Мама поначалу давала частные уроки музыки, но после рождения детей занималась только с нами…
То время сохранилось в моей голове набором раскрашенных старых фотографий. Папин вицмундир с блестящими пуговицами, который он надевал по праздникам, и мамино концертное платье с турнюром. Зеленые церковные купола с золотыми крестами, видные из угловой комнаты. Длинная тенистая улица, спускающаяся к вокзалу, – там была папина служба, на которую он в любую погоду ходил пешком – для моциона. Мы с Осипкой были уверены, что на службе папа водит паровозы, – это казалось нам высшей точкой железнодорожной карьеры. Узнав, чем он занимается на самом деле, мы за него ужасно обиделись. Тогда он рассказал, что, когда мне было всего полгода, Пилсудский[30] со своей бандой подорвал и ограбил поезд, в котором папа ехал с инспекцией. Папа не испугался и даже высунулся в окно, потому что подумал – взорвался паровой котел, но тут загремели выстрелы и засвистели пули, и стало понятно, что – налет. Рассказ немного примирил нас с отцовской профессией, а Осипка долгое время изводил бумагу, рисуя один и тот же сюжет: «Папа съ энспекціей стрhляютъ въ Пилсуцкава». Потом – война. Папу мобилизовали – армия остро нуждалась в инженерах. В последний раз видела его в зеленой суконной гимнастерке со скучными капитанскими погонами без звездочек – такого молодого и незнакомого – мы никогда не видели его в одних усах с гладко выбритым подбородком. Он показывал нам свою саблю и складную походную кровать. Осипка утащил из прихожей саблю в ножнах и стал скакать с нею по кровати, козлы сложились и прищемили ему руку, и все бегали за ним по дому со льдом в полотенце.

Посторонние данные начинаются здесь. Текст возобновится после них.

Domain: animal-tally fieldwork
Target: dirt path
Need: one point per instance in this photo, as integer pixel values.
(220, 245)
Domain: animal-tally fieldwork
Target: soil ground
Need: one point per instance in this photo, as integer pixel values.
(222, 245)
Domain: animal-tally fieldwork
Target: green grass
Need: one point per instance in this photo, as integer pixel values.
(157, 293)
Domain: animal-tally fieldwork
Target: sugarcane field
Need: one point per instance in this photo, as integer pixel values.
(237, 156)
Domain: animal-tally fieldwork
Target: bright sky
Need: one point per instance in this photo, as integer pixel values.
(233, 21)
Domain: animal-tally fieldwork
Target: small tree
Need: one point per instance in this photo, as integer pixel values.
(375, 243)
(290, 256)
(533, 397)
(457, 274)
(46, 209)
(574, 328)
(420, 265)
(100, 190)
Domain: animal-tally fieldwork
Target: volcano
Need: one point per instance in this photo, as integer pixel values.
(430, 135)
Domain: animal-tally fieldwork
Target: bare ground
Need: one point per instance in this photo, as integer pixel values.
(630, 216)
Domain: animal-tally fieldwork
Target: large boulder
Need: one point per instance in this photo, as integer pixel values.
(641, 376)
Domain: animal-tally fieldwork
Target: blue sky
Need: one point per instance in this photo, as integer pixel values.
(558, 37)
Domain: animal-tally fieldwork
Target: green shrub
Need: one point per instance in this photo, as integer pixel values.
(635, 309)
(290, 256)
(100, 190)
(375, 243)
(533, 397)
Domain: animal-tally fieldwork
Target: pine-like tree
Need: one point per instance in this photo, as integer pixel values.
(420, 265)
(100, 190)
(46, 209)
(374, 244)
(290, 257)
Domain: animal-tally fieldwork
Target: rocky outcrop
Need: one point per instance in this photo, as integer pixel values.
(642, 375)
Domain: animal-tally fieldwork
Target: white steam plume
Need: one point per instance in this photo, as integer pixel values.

А летом пятнадцатого – эвакуация. Эвакуацию мы с Осипкой видели своими глазами во время прогулки с няней Вандой – огромный черный памятник человеку, который непонятно и смешно назывался графом муравьев[31], болтался в пяти саженях над землей, подцепленный канатами за шею и ноги к деревянным лесам. Городовой был зол и курил папиросу прямо на посту – это было неслыханно. А на следующий день на площади уже ничего не было, кроме постамента. А еще приказчики из лавки ритуальных товаров купца Чугунова грузили на подводу иконы. В небе все чаще барражировали аэропланы, но рассмотреть их в мамин театральный бинокль нам не удавалось, а однажды вдоль всей Большой Погулянки долго плыл похожий на раздутого леща дирижабль. Кухарка Михалина с забинтованным пальцем жаловалась, что на рынке все страшно кусается, и мы воображали себе взбесившиеся по случаю эвакуации овощи. Брат отца решил не покидать Вильно, у него было свое дело и жена на сносях. Бабушка – папина мама – осталась с ним. А мы бежали от немцев. Зачем моей матери понадобилось спасаться от соотечественников, не знаю до сих пор – скорее всего, ей попросту был тесен провинциальный губернский город и хотелось в столицу, подальше от дирижаблей, кусающихся овощей и прочих ужасов войны. Поезда в те дни приходилось брать штурмом. Нам повезло: какой-то офицер, которому очень понравилась мама – а она была потрясающе красива, – пригласил ее в свое купе. Он, наверное, не предполагал, что обольстительная красотка поедет с тремя маленькими детьми. Помню его начищенные до зеркального блеска сапоги, приятный запах одеколона и противный – спиртного, а лица не помню, разве что усики, похожие на стрелки часов. Случайно выглянув в коридор, увидела, как он за какую-то провинность хлестал перчатками по физиономии своего денщика, а может, просто срывал злость из-за неудавшегося флирта.